Spec Ops: The Line Review

Review
dinsdag, 26 juni 2012 om 14:00
xgn google image
Op papier is Yager Development een dubieuze ontwikkkelaar. In zijn dertienjarig bestaan heeft de Duitse studio uit Berlijn pas twee games ontwikkeld: de driedimensionale racegame Aerial Strike: Low Altitude en het arcade vliegspel Yager, dat slechts vijfduizend keer over de toonbank is gegaan. Nadien werd het opvallend stil in Duitsland, alsof de werknemers na het verkoopdebacle geen heil meer zagen in de toekomst van het bedrijf. Niets bleek minder waar; vanaf 2007 startte het met de ontwikkeling van Spec Ops: The Line, zijn eerste product voor de huidige generatie spelcomputer.
XGN is een gamesite die de ontwikkeling van Spec Ops: The Line nauwlettend in de gaten hield. Met drie impressies, een Nieuw Binnen en veel aandacht in diverse Vrijdagavondshows is het vanuit ons kantoor in Amsterdam één van de meest besproken titels van het jaar. Mede verantwoordelijk hiervoor is uitgever 2K Games, die XGN vaak uitnodigde om de third-person shooter eens flink aan de tand te voelen. Hoewel we geen één keer écht van onze stoel weggeblazen werden, merkten we wel keer op keer verbetering.

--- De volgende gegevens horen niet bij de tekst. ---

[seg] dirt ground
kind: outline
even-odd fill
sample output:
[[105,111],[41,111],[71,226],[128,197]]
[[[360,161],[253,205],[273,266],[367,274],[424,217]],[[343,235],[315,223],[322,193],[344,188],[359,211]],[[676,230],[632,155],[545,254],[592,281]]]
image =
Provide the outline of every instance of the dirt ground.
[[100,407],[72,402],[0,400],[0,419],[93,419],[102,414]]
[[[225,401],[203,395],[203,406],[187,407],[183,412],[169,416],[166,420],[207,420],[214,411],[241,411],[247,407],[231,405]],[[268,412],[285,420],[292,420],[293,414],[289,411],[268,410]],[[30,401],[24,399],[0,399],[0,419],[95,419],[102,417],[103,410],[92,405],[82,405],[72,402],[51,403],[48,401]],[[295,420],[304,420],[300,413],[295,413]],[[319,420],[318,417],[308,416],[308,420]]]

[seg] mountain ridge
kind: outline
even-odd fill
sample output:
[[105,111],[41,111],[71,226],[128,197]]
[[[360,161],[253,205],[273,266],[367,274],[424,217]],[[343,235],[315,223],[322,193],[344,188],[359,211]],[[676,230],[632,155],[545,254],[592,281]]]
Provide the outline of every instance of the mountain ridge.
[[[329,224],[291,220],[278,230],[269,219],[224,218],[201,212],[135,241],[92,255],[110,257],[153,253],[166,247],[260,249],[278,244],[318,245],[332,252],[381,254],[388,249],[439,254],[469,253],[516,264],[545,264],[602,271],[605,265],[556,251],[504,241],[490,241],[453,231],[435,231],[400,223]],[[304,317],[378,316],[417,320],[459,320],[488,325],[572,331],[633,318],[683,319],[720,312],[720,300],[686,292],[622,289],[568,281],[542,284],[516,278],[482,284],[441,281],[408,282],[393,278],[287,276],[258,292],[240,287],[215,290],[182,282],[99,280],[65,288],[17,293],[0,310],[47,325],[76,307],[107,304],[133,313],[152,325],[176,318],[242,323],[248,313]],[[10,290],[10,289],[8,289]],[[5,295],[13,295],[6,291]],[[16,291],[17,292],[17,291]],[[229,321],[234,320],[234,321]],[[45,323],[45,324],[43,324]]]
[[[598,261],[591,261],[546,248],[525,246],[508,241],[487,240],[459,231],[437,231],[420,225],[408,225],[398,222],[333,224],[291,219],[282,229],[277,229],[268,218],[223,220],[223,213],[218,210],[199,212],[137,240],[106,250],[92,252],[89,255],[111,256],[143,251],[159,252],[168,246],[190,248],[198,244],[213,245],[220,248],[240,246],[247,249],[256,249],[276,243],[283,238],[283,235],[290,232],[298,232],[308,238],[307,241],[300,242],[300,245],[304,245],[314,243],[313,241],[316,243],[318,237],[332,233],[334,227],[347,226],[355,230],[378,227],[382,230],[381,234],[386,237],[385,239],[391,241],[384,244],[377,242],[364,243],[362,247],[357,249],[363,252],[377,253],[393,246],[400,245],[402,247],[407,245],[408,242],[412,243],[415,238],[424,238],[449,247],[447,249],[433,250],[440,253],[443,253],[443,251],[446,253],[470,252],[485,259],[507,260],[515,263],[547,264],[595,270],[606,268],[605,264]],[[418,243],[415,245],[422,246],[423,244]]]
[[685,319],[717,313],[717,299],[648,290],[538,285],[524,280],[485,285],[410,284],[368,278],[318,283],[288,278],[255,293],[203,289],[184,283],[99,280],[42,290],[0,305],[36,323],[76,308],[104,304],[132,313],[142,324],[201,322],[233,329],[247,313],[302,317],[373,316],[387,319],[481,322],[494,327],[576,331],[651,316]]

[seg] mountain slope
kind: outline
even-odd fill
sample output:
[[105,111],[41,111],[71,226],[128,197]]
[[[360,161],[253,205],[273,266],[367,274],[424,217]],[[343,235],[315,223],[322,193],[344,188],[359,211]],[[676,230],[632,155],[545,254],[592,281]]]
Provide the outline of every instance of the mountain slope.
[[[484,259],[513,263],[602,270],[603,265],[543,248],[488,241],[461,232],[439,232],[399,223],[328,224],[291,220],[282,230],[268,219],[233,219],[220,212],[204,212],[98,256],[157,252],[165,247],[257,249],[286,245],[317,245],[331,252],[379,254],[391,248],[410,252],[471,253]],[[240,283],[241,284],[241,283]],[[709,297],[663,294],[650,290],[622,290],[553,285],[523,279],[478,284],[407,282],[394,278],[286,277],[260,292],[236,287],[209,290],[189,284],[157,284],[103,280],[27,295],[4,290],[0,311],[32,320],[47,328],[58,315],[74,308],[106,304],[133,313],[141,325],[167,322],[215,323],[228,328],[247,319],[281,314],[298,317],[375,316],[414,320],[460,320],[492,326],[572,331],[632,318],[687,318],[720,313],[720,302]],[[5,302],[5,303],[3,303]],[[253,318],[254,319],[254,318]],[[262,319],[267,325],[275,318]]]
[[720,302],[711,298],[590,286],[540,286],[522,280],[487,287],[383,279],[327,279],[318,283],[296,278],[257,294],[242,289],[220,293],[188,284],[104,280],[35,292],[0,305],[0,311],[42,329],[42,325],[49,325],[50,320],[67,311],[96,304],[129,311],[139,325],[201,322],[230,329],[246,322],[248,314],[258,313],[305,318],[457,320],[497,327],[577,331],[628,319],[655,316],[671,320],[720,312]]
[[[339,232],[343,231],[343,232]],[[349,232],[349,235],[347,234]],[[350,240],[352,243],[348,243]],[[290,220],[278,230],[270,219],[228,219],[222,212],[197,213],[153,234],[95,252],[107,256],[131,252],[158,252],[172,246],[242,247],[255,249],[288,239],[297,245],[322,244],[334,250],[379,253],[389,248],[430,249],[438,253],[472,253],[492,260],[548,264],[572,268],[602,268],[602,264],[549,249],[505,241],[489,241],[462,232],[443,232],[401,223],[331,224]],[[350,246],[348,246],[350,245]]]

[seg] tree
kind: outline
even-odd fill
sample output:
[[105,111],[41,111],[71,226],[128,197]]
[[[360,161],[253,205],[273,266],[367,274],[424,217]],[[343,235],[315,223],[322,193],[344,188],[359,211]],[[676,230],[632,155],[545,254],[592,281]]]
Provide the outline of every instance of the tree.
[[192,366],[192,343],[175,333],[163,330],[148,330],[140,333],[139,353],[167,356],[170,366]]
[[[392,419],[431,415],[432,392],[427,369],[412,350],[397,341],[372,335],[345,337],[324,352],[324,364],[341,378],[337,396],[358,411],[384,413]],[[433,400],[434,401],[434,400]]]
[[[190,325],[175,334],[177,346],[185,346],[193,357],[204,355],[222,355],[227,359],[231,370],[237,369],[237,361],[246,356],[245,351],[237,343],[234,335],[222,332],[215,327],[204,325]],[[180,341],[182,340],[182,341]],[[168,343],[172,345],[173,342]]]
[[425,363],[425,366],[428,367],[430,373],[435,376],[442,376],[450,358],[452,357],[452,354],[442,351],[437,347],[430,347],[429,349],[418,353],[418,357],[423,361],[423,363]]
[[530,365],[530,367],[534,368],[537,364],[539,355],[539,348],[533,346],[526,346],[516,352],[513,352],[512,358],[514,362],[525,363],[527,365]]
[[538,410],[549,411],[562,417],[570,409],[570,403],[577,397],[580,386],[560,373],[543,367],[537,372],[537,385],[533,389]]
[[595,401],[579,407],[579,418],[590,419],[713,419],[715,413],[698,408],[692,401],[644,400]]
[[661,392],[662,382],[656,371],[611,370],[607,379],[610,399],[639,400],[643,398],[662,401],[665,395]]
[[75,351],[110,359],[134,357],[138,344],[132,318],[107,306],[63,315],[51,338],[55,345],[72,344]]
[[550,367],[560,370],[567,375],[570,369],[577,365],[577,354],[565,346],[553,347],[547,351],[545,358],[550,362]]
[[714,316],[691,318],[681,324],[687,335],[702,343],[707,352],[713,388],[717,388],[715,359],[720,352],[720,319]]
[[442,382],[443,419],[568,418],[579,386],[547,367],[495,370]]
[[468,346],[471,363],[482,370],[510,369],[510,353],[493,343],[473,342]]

In Spec Ops: The Line staat niet een personage, maar een locatie centraal. Het verhaal speelt zich namelijk af in een zonovergoten Dubai, dat na catastrofale zandstormen en een met fosfor doordrenkt landschap een plek is dat gruwel uitstraalt. Woede. Agonie. Een plek waar alle hoop is vervlogen en waar kleine gemeenschappen ten koste van anderen proberen te overleven. Kannibalisme is nog net niet het geval, maar van onderling vertrouwen is (door schaarste aan water) geen sprake meer. Gevalletje eigenwin dus.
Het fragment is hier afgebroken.